His great coup comes when he passes himself off as a white racist over the telephone with the head of the local chapter of the KKK. In fact he’s so good at imitating the diction and cadences of white people over the phone that he cons David Duke into thinking he’s a clan member. No one in the clan of course ever sees Stallworth, or when they do they don’t know he’s Stallworth. The KKK Stallworth in the flesh is Stallworth’s white colleague cop Flip Zimmerman, who is a secular Jew. That’s serious trouble too if the KKK discovers the truth about Flip. It isn’t only blacks whom they despise. They kick them around because they can, because the casual lazy racism that underlies American society tacitly approves of it. But the insidious Jew is something different. He’s scheming and invisible. He’s divisive and exclusive. He’s rotten and eroding the fabric of society. He’s everywhere and nowhere and hard to pin down. But his evil work goes on. Zimmerman, then, walks into the lion’s den. If it’s demanding for Ron Stallworth to impersonate the voice of a white man over the phone, it’s far worse for Flip Zimmerman, the secular Jew, to infiltrate the KKK by playacting at being a virulent racist. His performance is harrowing, breathtaking, heroic. What could be worse than being in the company of gun-toting, hate-spewing white trash? Yet there he is using the N-word repeatedly and casually castigating the virulent Jews to prove his ‘moral’ worth to his fellow racists.

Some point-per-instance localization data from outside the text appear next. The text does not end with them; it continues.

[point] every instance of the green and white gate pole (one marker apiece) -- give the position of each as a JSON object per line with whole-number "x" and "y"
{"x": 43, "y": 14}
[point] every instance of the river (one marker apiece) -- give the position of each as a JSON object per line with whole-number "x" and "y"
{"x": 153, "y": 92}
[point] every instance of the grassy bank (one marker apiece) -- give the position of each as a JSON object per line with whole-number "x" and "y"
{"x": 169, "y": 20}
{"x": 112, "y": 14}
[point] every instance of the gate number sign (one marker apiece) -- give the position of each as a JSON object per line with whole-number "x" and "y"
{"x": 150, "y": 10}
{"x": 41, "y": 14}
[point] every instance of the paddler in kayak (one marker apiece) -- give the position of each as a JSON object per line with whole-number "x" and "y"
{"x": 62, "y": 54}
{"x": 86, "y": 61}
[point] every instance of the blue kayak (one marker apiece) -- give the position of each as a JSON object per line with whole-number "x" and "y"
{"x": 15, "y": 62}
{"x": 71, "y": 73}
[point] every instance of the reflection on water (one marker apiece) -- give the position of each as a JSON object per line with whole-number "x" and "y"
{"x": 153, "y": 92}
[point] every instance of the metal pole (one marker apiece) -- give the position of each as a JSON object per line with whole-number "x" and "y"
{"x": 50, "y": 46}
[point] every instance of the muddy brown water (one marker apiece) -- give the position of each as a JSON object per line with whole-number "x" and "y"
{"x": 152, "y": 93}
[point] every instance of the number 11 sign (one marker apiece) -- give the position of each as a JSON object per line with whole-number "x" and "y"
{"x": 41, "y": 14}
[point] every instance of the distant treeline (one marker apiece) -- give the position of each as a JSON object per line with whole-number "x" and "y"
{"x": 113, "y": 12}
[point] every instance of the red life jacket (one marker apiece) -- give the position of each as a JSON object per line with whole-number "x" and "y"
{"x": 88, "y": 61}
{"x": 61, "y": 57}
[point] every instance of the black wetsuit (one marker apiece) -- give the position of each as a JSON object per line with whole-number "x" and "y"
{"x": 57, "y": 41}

So the film is really about two main journeys — Stallworth’s to initially con the KKK and Zimmerman’s to infiltrate it to defuse the bomb violence the group is planning. Both journeys work splendidly, and the acting by John David Washington as Stallworth and Adam Driver as Zimmerman are superb, wholly convincing. I wondered why the film was up for several Academy Awards but now I wonder no more. Great to see Spike Lee honoured too. If he isn’t the conscience of America, he should be. Excellent of him also to use actual footage from Charlottesville 2017 at the end of the film. Preachy? Not really. Appropriate, I think, in showing that racism in America in the early ‘70s did not die out then. It carried right on through to this century and persists. What could be more relevant than to say so?
The film is an honest work of educational art. When or if America grows up, it should give Spike Lee the Congressional Medal of Honor, not that Congress is anything to boast about in patriotic terms these days, being the last refuge for plenty of scoundrels, most of them Republicans.